Acara tersebut dipandu oleh jurnalis Latif Syaipudin sebagai moderator, serta didampingi langsung oleh Dosen Pembimbing Lapangan (DPL), Bambang Wicaksono, S.Pd., M.Ak. Kehadiran pembimbing memastikan seluruh materi akademik dapat ditransformasikan menjadi langkah praktis bagi peserta.
Dalam pemaparannya, Maghfiroh menekankan bahwa bahan baku sederhana dapat memiliki nilai ekonomi berlipat jika dikemas dan dipasarkan dengan teknik storytelling yang tepat. “Kuncinya ada di kemasan dan cerita di balik produk. Dari yang awalnya cuma 100 ribu, kalau kita bisa kasih nilai tambah, bisa jadi 1 juta. Itu yang kita ajarkan di sini,” ujarnya saat memandu sesi praktik.
Selain seminar UMKM, mahasiswa KKN juga aktif memeriahkan suasana peringatan HUT RI ke-81 di Desa Bleberan. Mahasiswa berkolaborasi dengan perangkat desa dan pemuda setempat dalam mengorganisir berbagai kegiatan lomba 17-an serta agenda kebersamaan warga untuk mempererat tali silaturahmi.

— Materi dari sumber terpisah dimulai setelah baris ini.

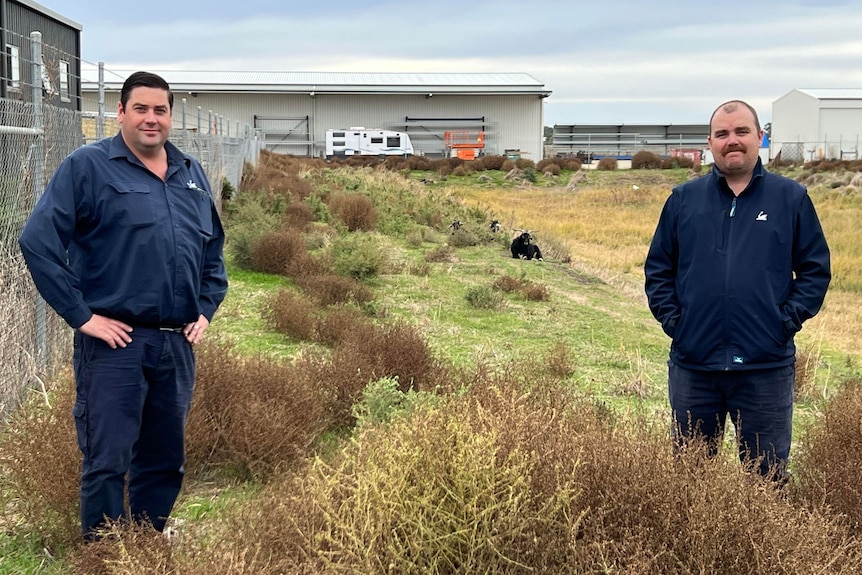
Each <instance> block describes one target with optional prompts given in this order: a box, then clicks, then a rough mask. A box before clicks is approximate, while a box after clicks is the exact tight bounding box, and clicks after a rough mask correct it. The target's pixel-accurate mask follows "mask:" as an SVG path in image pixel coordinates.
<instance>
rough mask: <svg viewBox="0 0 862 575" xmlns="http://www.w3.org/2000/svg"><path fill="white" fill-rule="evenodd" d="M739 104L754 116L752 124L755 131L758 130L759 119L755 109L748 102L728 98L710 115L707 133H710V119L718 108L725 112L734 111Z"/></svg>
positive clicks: (711, 131)
mask: <svg viewBox="0 0 862 575" xmlns="http://www.w3.org/2000/svg"><path fill="white" fill-rule="evenodd" d="M739 106H745V107H746V108H748V111H749V112H751V115H752V116H754V125H755V127H756V128H757V131H758V132H759V131H760V119H758V117H757V110H755V109H754V108H753V107H752V106H751V104H749V103H748V102H743V101H742V100H728V101H727V102H725V103H724V104H722V105H720V106H719V107H718V108H716V109H715V111H713V112H712V116H710V117H709V133H710V134H711V133H712V120H713V119H714V118H715V115H716V114H717V113H718V111H719V110H724V111H725V112H734V111H736V109H737V108H738V107H739Z"/></svg>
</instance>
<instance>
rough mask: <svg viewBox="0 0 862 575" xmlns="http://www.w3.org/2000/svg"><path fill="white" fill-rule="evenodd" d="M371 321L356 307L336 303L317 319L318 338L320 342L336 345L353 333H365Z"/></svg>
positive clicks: (345, 338) (323, 343)
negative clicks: (338, 304)
mask: <svg viewBox="0 0 862 575" xmlns="http://www.w3.org/2000/svg"><path fill="white" fill-rule="evenodd" d="M370 327H371V321H370V320H369V319H368V318H367V317H365V315H364V314H363V313H362V312H361V311H359V310H358V309H356V308H354V307H349V306H346V305H334V306H332V307H330V308H329V309H327V310H326V311H324V312H322V313H321V314H320V315H319V317H318V320H317V329H316V331H317V338H318V341H320V343H323V344H326V345H336V344H338V343H340V342H342V341H344V340H345V339H347V338H348V337H349V336H350V334H353V333H363V332H364V331H366V330H367V329H369V328H370Z"/></svg>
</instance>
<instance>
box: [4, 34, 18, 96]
mask: <svg viewBox="0 0 862 575" xmlns="http://www.w3.org/2000/svg"><path fill="white" fill-rule="evenodd" d="M6 70H7V72H6V73H7V74H8V75H9V76H8V78H6V81H7V82H8V84H7V85H8V86H9V87H10V88H19V87H20V86H21V69H20V60H19V59H18V46H13V45H12V44H6Z"/></svg>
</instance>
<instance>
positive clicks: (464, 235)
mask: <svg viewBox="0 0 862 575" xmlns="http://www.w3.org/2000/svg"><path fill="white" fill-rule="evenodd" d="M448 243H449V245H450V246H452V247H453V248H466V247H470V246H477V245H479V244H480V243H482V240H481V238H480V237H479V235H478V234H477V233H476V232H475V230H473V229H472V228H471V227H468V226H465V225H462V226H461V228H459V229H457V230H455V231H453V232H452V233H451V234H449V241H448Z"/></svg>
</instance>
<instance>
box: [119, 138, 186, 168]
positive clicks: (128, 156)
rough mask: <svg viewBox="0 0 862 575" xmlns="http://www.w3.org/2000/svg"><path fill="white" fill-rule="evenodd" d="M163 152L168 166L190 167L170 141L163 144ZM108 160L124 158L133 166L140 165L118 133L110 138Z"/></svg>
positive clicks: (179, 152)
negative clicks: (163, 150)
mask: <svg viewBox="0 0 862 575" xmlns="http://www.w3.org/2000/svg"><path fill="white" fill-rule="evenodd" d="M165 151H166V152H167V153H168V165H172V164H185V165H186V167H188V166H190V165H191V160H190V159H189V158H188V156H186V155H185V154H184V153H183V152H182V151H180V149H179V148H177V147H176V146H175V145H173V144H172V143H171V142H170V141H166V142H165ZM108 158H110V159H112V160H113V159H115V158H126V159H127V160H129V161H130V162H133V163H135V164H140V165H143V164H142V163H141V161H140V160H139V159H138V157H137V156H135V154H134V153H133V152H132V150H131V149H130V148H129V146H127V145H126V141H125V140H124V139H123V134H122V133H120V132H118V133H117V135H116V136H114V137H113V138H111V146H110V150H109V151H108Z"/></svg>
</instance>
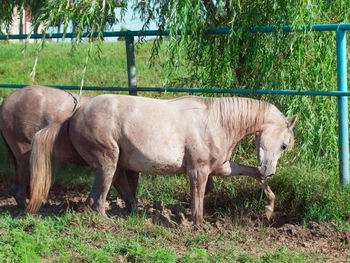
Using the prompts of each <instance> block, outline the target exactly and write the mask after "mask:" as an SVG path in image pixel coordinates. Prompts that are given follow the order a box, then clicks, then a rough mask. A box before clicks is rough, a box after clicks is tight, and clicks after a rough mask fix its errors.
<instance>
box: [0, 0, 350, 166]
mask: <svg viewBox="0 0 350 263" xmlns="http://www.w3.org/2000/svg"><path fill="white" fill-rule="evenodd" d="M34 2H35V1H29V0H27V1H17V0H14V1H4V0H0V23H1V24H3V25H5V28H6V26H8V25H10V21H11V19H10V15H11V12H12V11H13V8H14V7H16V6H23V5H28V6H31V5H33V3H34ZM116 9H120V12H115V10H116ZM127 9H132V10H133V11H134V13H135V16H137V17H139V18H140V19H141V20H142V21H143V22H144V27H143V28H144V29H147V28H148V27H149V25H150V23H151V22H155V23H156V25H157V27H158V28H159V29H166V30H168V31H169V36H168V37H166V38H160V39H158V40H157V41H155V45H154V49H153V51H154V52H152V55H153V56H156V54H157V51H158V49H159V48H166V50H167V52H166V61H165V65H164V69H165V70H166V71H167V76H168V77H167V78H166V79H165V80H164V84H165V85H166V86H170V85H181V86H188V87H189V86H190V87H201V88H207V89H210V88H224V89H225V88H249V89H293V90H335V89H336V59H335V57H336V56H335V33H334V32H306V31H304V32H295V33H283V32H281V31H280V30H276V32H274V33H269V34H265V33H260V32H257V33H255V34H252V33H249V32H248V31H247V30H244V29H248V28H250V27H252V26H266V25H269V26H275V27H276V28H277V29H278V28H279V27H280V26H281V25H291V26H295V27H297V26H300V25H304V24H315V23H323V24H328V23H346V22H348V19H349V14H350V6H349V5H347V4H346V1H342V0H335V1H321V0H309V1H303V0H298V1H289V0H269V1H267V0H262V1H256V0H220V1H218V0H197V1H193V0H174V1H162V0H147V1H145V0H144V1H140V0H134V1H127V0H113V1H112V0H42V1H40V6H39V7H37V8H35V10H36V11H35V16H34V18H33V19H34V24H38V23H41V24H42V25H44V31H45V30H47V29H48V28H49V27H50V26H52V25H57V24H63V25H64V30H63V31H64V33H66V32H67V28H68V25H69V24H70V23H71V24H73V25H74V31H75V33H76V34H77V38H76V40H78V41H79V40H80V39H81V35H82V33H83V32H85V31H88V32H91V33H92V32H99V37H101V32H102V31H103V30H104V29H105V27H106V25H114V24H117V23H119V22H120V21H121V20H122V19H123V15H124V13H125V11H126V10H127ZM117 13H118V14H120V16H119V17H117V16H116V14H117ZM218 27H225V28H227V27H228V28H232V29H234V30H232V33H231V34H229V35H220V36H214V35H208V34H206V29H208V28H218ZM237 29H238V30H237ZM189 32H190V33H191V34H188V33H189ZM89 40H90V41H92V40H94V37H93V36H92V34H90V35H89ZM161 41H164V45H159V43H160V42H161ZM42 43H44V42H42ZM41 48H42V45H39V47H38V51H40V49H41ZM87 61H88V56H87V58H86V63H85V67H84V70H83V72H85V70H86V65H87ZM181 64H186V66H187V69H188V70H187V75H186V76H183V78H182V79H177V80H176V81H170V80H171V79H172V75H173V73H174V72H175V71H176V70H177V68H178V66H180V65H181ZM33 72H34V73H35V68H34V70H33ZM34 75H35V74H33V76H34ZM83 77H84V74H83ZM82 84H83V82H82ZM263 99H264V100H270V101H272V102H274V103H275V104H277V106H278V107H280V108H281V109H282V111H283V112H284V113H286V114H287V115H292V114H293V113H299V115H300V117H301V118H300V123H299V128H298V129H297V132H296V138H297V142H298V144H297V145H298V146H299V147H298V151H301V152H302V153H303V154H302V156H303V158H304V157H306V159H307V160H312V161H315V160H318V161H319V160H320V158H319V157H324V158H321V159H324V160H327V162H328V160H329V159H333V160H334V161H335V159H336V158H337V156H338V154H337V121H336V118H337V116H336V101H335V99H334V98H321V97H298V96H294V97H287V96H278V97H273V96H263ZM333 163H334V162H333Z"/></svg>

Sinergi antara mahasiswa dan masyarakat terlihat dari pemanfaatan potensi komoditas lokal yang diangkat selama program kerja, seperti Keripik Bayam, Teh Daun Kelor, Sayur Segar, hingga Sambal Hijau. Seluruh produk contoh ini dipraktikkan pengemasannya agar siap dipasarkan secara profesional.
Kepala Desa Bleberan, Muhamad Yusuf Wibisono, memberikan apresiasi mendalam atas dedikasi serta kontribusi nyata yang dibawa oleh para mahasiswa STIE Al-Anwar Mojokerto selama bertugas di wilayahnya.
“Kami sangat berterima kasih atas kehadiran adik-adik mahasiswa KKN. Program yang dijalankan, khususnya pelatihan UMKM dan partisipasi dalam kegiatan Agustus-an, memberikan dampak positif dan semangat baru bagi warga kami. Saya berharap silaturahmi antara warga Desa Bleberan dengan para mahasiswa maupun kampus STIE Al-Anwar tidak berhenti di sini dan terus terjalin erat di masa depan,” tutur Muhamad Yusuf Wibisono.
Melalui penutupan KKN ini, mahasiswa berharap semangat “Belajar, Praktik, dan Hasilkan Cuan” yang telah ditanamkan dapat terus dilanjutkan oleh para pelaku usaha lokal demi memajukan perekonomian Desa Bleberan secara berkelanjutan.